El ciervo caminaba dócilmente junto a los niños y se detuvo cuando Holly preguntó:

—¿Cuál es la dirección de la granja, Ricky?

El pequeño se rascó la cabeza, algo inquieto.

—¿Es por ahí? —preguntó, señalando a la izquierda.

—Soy yo quien lo pregunta —dijo Holly—. Yo no lo sé.

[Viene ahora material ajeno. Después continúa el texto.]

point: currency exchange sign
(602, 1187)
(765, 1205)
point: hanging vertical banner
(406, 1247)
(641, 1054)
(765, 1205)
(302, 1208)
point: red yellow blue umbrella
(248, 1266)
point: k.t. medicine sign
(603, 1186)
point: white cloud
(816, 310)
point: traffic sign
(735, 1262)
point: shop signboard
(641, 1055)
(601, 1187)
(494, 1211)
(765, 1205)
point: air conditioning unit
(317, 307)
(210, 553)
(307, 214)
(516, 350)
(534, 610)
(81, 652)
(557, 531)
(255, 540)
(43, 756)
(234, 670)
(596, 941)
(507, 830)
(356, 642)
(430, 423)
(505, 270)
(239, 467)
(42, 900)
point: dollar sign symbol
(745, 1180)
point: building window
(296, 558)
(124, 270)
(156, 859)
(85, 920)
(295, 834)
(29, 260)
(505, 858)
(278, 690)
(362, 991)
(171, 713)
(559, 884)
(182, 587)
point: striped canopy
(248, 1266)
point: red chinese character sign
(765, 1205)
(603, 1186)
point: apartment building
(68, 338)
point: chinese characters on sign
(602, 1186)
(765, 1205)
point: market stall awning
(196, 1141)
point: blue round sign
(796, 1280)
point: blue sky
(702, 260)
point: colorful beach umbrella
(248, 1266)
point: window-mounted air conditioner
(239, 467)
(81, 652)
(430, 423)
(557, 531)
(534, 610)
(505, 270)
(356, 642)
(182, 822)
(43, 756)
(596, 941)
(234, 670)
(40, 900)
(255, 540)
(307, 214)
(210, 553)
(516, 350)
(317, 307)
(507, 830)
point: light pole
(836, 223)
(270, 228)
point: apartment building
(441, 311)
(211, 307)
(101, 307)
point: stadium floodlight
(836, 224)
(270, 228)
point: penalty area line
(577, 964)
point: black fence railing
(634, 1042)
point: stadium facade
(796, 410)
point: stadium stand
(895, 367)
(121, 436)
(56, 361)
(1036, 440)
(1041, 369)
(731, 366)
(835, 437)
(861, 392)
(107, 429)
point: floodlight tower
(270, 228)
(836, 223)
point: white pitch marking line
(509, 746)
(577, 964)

—Ni yo —tuvo que admitir Ricky—. Hemos dado tantas vueltas…

Los niños permanecieron inmóviles y silenciosos, buscando algo conocido, que les sirviese de pista para encontrar el camino. En alguna parte se oía el gorgoteo de agua, pero no había camino entre los árboles para llegar hasta el lugar de donde llegaba el murmullo. Súbitamente empezó a soplar un viento cortante que arrastró una lluvia de hojarasca sobre los niños, y los pinos se estremecieron, produciendo ruidos semejantes a quejidos y suspiros. Estremecida, Holly cerró entre los dedos los bordes de sus mangas.

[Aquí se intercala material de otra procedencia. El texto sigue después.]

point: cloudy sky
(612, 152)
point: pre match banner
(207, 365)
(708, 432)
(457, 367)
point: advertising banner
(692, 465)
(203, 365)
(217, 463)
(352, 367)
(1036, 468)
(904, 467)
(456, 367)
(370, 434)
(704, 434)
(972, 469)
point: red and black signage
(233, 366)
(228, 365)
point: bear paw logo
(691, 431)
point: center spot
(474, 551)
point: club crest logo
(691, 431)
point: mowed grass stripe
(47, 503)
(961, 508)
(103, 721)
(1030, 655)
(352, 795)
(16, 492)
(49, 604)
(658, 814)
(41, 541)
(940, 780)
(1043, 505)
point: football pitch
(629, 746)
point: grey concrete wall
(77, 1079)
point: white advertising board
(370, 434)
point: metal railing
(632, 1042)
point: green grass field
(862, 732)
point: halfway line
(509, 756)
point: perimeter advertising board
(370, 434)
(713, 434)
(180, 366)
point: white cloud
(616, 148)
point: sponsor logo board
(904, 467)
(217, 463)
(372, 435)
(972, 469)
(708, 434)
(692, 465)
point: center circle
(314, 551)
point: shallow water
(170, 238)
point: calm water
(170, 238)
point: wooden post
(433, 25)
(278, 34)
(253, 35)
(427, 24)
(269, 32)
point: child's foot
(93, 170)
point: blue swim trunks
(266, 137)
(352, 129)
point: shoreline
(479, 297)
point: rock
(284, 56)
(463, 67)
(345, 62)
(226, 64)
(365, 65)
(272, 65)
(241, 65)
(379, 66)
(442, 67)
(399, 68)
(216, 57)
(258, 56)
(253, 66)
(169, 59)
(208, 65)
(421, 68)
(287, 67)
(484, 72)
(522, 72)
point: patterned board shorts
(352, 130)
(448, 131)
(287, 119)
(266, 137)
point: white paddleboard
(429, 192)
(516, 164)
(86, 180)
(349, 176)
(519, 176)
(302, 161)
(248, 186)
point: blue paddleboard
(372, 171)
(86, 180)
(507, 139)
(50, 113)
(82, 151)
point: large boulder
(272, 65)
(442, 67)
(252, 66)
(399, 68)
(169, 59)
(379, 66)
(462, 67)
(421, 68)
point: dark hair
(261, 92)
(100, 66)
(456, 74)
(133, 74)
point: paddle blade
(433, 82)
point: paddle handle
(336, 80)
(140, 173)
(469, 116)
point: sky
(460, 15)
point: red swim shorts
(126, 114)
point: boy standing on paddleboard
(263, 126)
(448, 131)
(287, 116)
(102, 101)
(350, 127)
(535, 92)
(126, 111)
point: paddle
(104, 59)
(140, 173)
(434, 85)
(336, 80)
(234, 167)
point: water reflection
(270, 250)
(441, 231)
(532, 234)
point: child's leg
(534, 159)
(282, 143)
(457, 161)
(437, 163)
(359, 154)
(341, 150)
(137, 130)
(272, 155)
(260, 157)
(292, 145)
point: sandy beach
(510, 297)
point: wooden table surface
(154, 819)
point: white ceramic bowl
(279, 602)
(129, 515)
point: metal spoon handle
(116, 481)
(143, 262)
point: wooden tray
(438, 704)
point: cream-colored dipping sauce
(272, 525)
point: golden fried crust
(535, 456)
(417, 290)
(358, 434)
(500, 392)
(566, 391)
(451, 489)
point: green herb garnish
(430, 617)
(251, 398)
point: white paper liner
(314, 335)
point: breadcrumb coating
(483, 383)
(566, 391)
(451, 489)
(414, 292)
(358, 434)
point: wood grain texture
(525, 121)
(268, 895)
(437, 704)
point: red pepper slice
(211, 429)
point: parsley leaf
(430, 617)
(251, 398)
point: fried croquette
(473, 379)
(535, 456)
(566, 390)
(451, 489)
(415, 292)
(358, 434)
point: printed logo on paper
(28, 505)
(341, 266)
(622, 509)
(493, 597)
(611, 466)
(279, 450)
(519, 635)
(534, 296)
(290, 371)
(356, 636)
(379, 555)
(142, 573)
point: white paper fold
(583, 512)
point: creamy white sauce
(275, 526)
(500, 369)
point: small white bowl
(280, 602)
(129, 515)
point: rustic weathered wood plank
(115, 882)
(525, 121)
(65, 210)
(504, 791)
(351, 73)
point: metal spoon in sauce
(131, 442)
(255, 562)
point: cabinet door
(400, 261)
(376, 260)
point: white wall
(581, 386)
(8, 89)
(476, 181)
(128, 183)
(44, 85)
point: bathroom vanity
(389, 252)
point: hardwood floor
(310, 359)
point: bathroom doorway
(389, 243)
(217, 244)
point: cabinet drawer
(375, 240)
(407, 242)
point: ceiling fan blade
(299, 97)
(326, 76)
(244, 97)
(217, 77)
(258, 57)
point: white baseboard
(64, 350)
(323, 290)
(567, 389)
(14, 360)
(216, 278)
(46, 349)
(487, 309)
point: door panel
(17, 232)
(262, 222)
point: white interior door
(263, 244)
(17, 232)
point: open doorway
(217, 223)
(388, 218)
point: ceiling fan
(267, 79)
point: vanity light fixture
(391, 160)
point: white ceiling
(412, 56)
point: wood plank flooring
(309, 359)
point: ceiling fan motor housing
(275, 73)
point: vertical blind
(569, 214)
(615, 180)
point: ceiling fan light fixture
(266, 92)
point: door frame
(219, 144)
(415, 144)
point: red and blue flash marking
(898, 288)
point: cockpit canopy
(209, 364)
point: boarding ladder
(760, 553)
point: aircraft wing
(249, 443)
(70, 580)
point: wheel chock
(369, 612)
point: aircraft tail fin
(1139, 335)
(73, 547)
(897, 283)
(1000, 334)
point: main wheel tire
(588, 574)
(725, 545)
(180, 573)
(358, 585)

Ricky quiso proteger sus manos del frío, metiéndolas en los bolsillos, pero éstos se encontraban llenos de corchos.

—¿Qué vamos a hacer? —preguntó Holly.

—Déjame pensar un momento —repuso su hermano, haciendo un esfuerzo para que no se notase temblor en su voz.

—Nos hemos perdido —gimoteó, de repente, Holly—. ¡Nunca van a encontrarnos!

Pero, de repente, Ricky tuvo una idea.

—No llores —dijo, consolador—. Ya sé lo que podemos hacer.

—¿Qué? —preguntó la niña, sin poder contener los hipidos.

Ricky tomó la mano de su hermana, diciendo:

—Toma a «Ambrosio» y vamos; tengo un plan.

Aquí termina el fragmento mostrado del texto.